If someone came to me and suggested that it would be very optimistic to assume that the economy in the next 45 years could match growth rates of the last 45 years and that 3.3% Real GDP should be a ceiling, 2.8% should be a midrange and 2.3% a floor I might grumble a little because all of those are low by historical standards 2007 Report: V.B2 column 4. As it is I am being told that over the fairly short term that the ceiling is 2.8%, the midrange is 2.2%, and the floor 1.6% and sinking. Well I cry bullshit, whatever happens near term no one really believes that 2.2% Real GDP number.
Coberly adds:
There are some who think all this can be finessed simply by taking SS money and investing it in “the market.” They are wrong. Certainly they have made no case that does not depend on the illusion that what you can do with a calculator you can do in real life. Hint: where do you suppose the money to pay big dividends, or higher stock prices, comes from?

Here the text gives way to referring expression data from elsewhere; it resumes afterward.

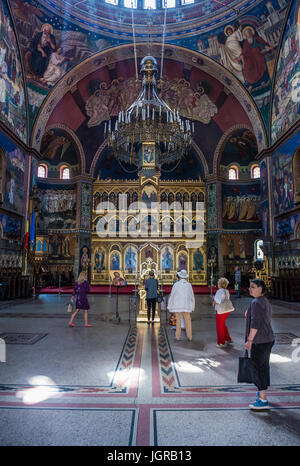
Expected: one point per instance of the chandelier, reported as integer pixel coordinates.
(149, 120)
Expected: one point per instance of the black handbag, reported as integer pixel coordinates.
(245, 369)
(160, 297)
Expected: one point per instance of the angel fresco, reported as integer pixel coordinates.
(231, 51)
(55, 69)
(38, 54)
(97, 106)
(51, 143)
(191, 103)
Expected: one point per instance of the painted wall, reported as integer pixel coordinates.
(14, 176)
(12, 95)
(283, 186)
(286, 96)
(241, 206)
(252, 42)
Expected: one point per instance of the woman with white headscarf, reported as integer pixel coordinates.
(182, 303)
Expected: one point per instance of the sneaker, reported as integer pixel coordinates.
(259, 405)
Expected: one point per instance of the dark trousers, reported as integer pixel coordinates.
(260, 355)
(151, 304)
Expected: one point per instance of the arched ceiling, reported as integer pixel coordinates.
(95, 15)
(101, 86)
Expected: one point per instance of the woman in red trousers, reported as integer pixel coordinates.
(223, 307)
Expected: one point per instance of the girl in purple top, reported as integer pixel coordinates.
(81, 289)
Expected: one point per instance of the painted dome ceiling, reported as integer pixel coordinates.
(89, 46)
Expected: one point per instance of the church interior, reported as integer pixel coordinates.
(140, 135)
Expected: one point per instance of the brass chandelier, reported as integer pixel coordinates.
(149, 120)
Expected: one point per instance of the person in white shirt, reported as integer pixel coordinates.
(223, 307)
(182, 303)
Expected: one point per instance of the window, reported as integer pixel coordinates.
(42, 171)
(258, 250)
(169, 4)
(2, 165)
(150, 4)
(255, 171)
(233, 173)
(64, 173)
(130, 3)
(296, 175)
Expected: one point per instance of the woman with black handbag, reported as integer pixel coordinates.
(223, 307)
(260, 340)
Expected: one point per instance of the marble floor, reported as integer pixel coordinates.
(130, 384)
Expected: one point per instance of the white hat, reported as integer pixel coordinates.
(183, 274)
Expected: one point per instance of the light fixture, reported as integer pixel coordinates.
(149, 120)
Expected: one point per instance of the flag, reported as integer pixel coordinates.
(32, 231)
(27, 233)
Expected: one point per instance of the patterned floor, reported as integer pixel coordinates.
(146, 382)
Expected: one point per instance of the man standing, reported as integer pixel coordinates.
(237, 281)
(151, 287)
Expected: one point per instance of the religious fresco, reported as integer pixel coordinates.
(50, 47)
(14, 174)
(131, 259)
(247, 47)
(282, 175)
(167, 258)
(57, 209)
(10, 227)
(239, 246)
(241, 206)
(241, 147)
(99, 259)
(12, 96)
(58, 148)
(15, 180)
(286, 94)
(182, 261)
(285, 227)
(115, 260)
(118, 94)
(52, 44)
(198, 260)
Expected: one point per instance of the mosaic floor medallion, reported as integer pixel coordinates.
(284, 338)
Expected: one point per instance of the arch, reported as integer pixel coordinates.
(222, 143)
(258, 250)
(297, 230)
(2, 174)
(75, 140)
(202, 158)
(108, 57)
(233, 172)
(296, 175)
(42, 170)
(96, 157)
(64, 172)
(255, 171)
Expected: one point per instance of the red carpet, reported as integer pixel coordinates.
(98, 289)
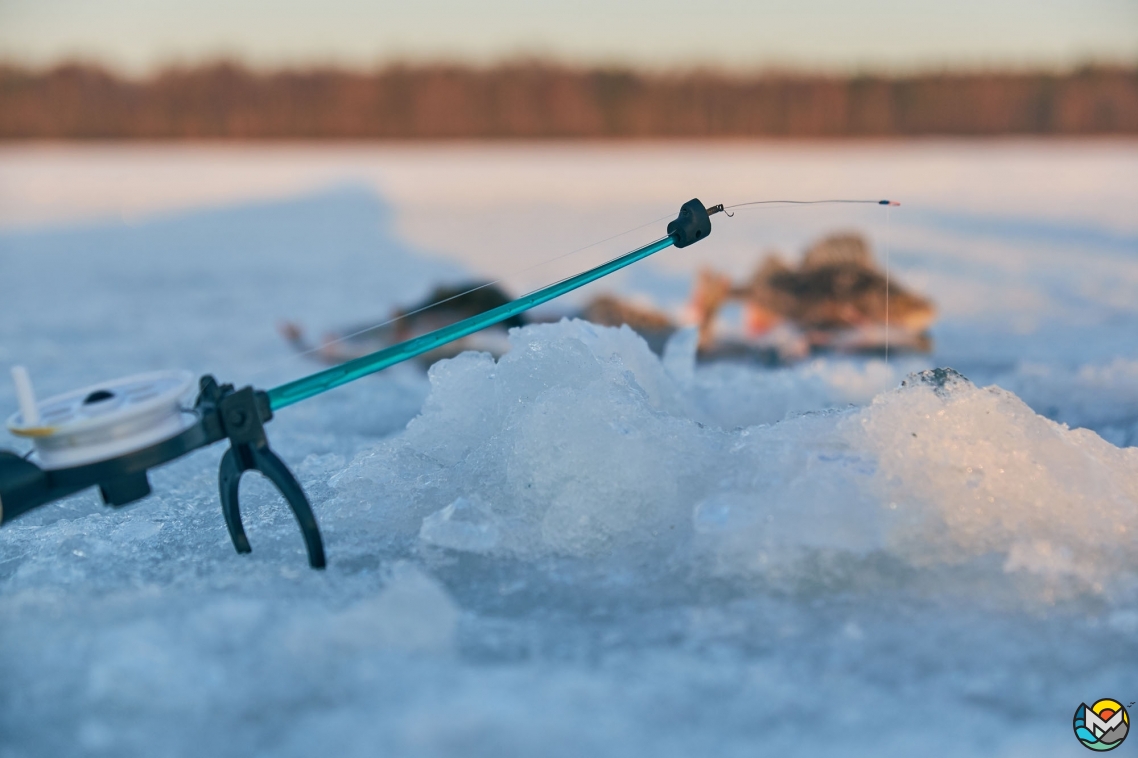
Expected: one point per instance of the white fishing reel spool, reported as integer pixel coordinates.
(102, 421)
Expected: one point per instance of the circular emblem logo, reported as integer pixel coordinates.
(1102, 726)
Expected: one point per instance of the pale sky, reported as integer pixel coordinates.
(819, 34)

The answer would be growth… so your challenge is to show convincingly how SS money will contribute to meaningful growth…and how you will feed the elderly while you are doing this.
but to restate the bottom line: the Trust Fund is NOT Social Security. It can go exponential as Bruce expects, paying not only for SS but for the rest of the government, or it can be stolen by a flying saucer. SS is simply a plan to pay for the elderly by having saved their own money when they were working.
M. Jed disagrees…. he points out that he doesn’t argue that SS is going bust, but he does think privatization can help:
So with real GDP growth of 2.0-2.5%, ( I believe this is the Intermediate cost 75-year assumption) it isn’t unreasonable to assume real domestic equity returns can reach 6%. Thus with 2-3% inflation, nominal returns would be 8-9%.
Terry Gardiner also looks at privatization, and excerpts from a letter he sent to his congresscritter:
My own experience as a CEO of a company with hundreds of employees trying to invest their 401K in the market cast grave doubts on the viability of millions of Americans individually investing private accounts. The average employee works very hard at his job, has little time to become a genius investor, examine thousands of investment options, track the markets and project macro economic trends impacting investments. Most employees end up being very frustrated, gyrating from one strategy to the next and recording earnings below the market average. Investment fees and costs end up being a very large percentage of the total earnings of the 401k owner. There are many investment professional who take advantage of individual investors – the investment professional takes no risk. It would be much safer and meet the retirement goals of millions of Americans, if independent, accountable experts with no conflict of interests were used to invest the private accounts. The goal of private accounts investing in the stock market can be achieved, but without unnecessarily risking the irreplaceable retirement of American citizens.
Its clear that there are a lot of smart people who have put a lot of thought into this. To the folks that I excerpted, and to others… if you write it the odds are extremely high I will post it.